One of my continuing aims in 2014 is to continue to read more non-fiction. Sadly even though I enjoyed many memoirs in 2013 it has been many, many months since I have picked one up. I decided to change all that when I picked up Why Be Happy When You Could Be Normal by Jeanette Winterson. A book I was lucky enough to win of copy of in 2013.
Why Be Happy When You Could Be Normal is the recollections of author Jeanette Winterson on her lonely and unusual childhood as an adopted child in a small terrace house in Accrington. Winterson is most well known for her 1985 novel Oranges Are Not the Only Fruit which was eventually discovered to be a fictionalised version of Winterson’s childhood. Through Why Be Happy When You Could Be Normal Winterson’s hoped to finally write a real account of her recollections instead of allowing readers to guess what was true or not in Oranges Are Not the Only Fruit.
The two individuals that really stand out in Why Be Happy When You Could Be Normal are the author Jeanette and her tyrannical adoptive mother Mrs Winterson. Jeanette is a confused child who from her earliest memory has felt lonely and in the wrong place. As a young woman Jeanette’s choice to read and educate herself, and her love for women only makes to isolate her more in a small working class town. I liked Jeanette while I couldn’t always relate I could sympathise. Then we have Mrs Winterson an unhappy wife, mother and woman who is constantly awaiting dooms day. Mrs Winterson extreme religious views and tyrannical rule only furthers Jeanette’s feelings of loneliness and being in the wrong place as she strives and always fails to impress her adoptive mother.
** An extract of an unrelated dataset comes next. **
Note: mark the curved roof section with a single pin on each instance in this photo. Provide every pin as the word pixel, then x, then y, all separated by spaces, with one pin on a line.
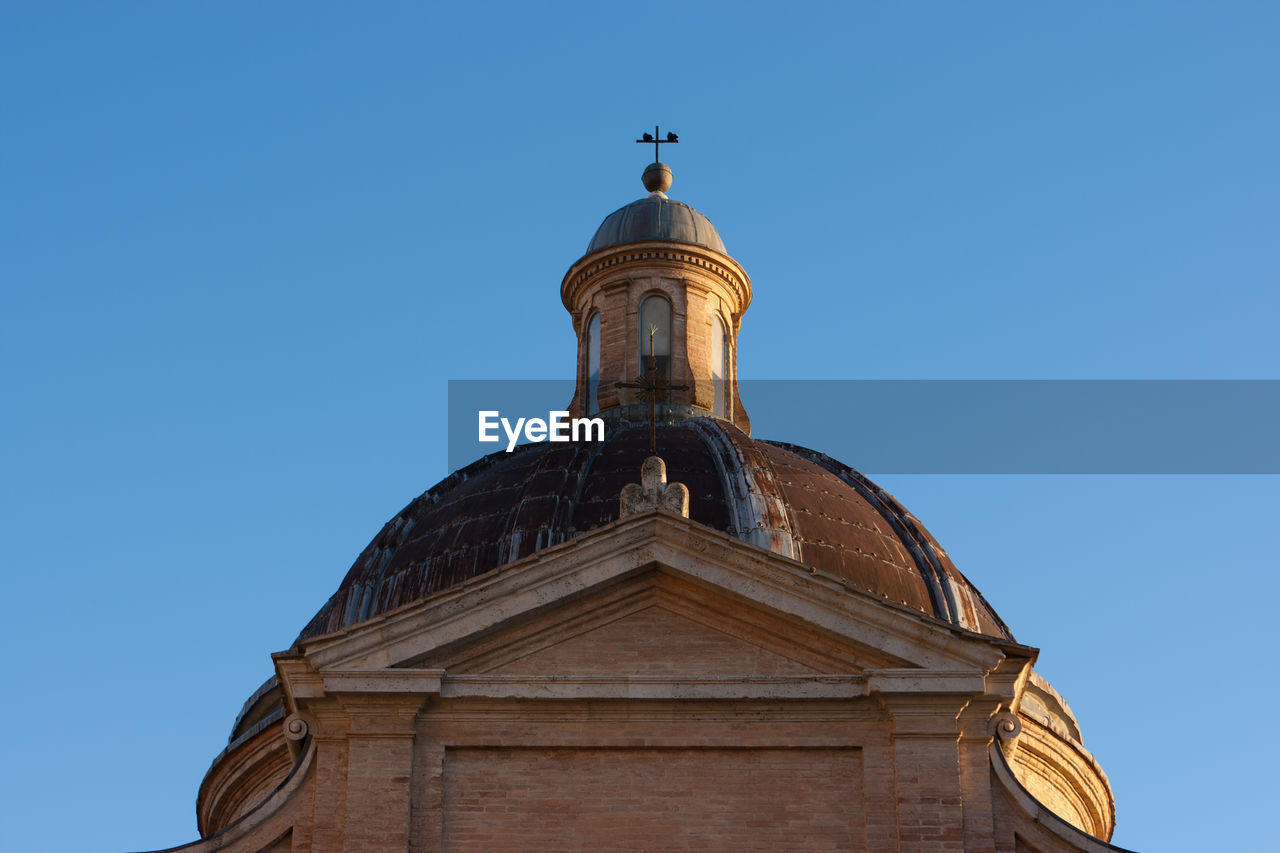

While I have heard of Oranges Are Not the Only Fruit I have not read it and so Why Be Happy When You Could Be Normal is the first book I have read by Jeanette Winterson. I choose a copy of this for my prize and I was excited about reading it. The only reason I can see for me not picking it up was I presumed it would be a tragic tale. On reading this what I found was that yes there were tragic moments but there was also happiness, sadness, hope and humour. On top of liking Jeanette as a character I found I also liked her as a writer. Winterson never allows the tale to become too static or dry and I thought it was beautifully written. Which meant I found myself flying through this memoir not really wishing to put it down. After reading this I would really like to read more of Winterson’s work.
Why Be Happy When You Could Be Normal is a beautifully told tale of a lonely and unusual childhood but with hints of hope and humour.
Have you read this? Any Winterson recommendations?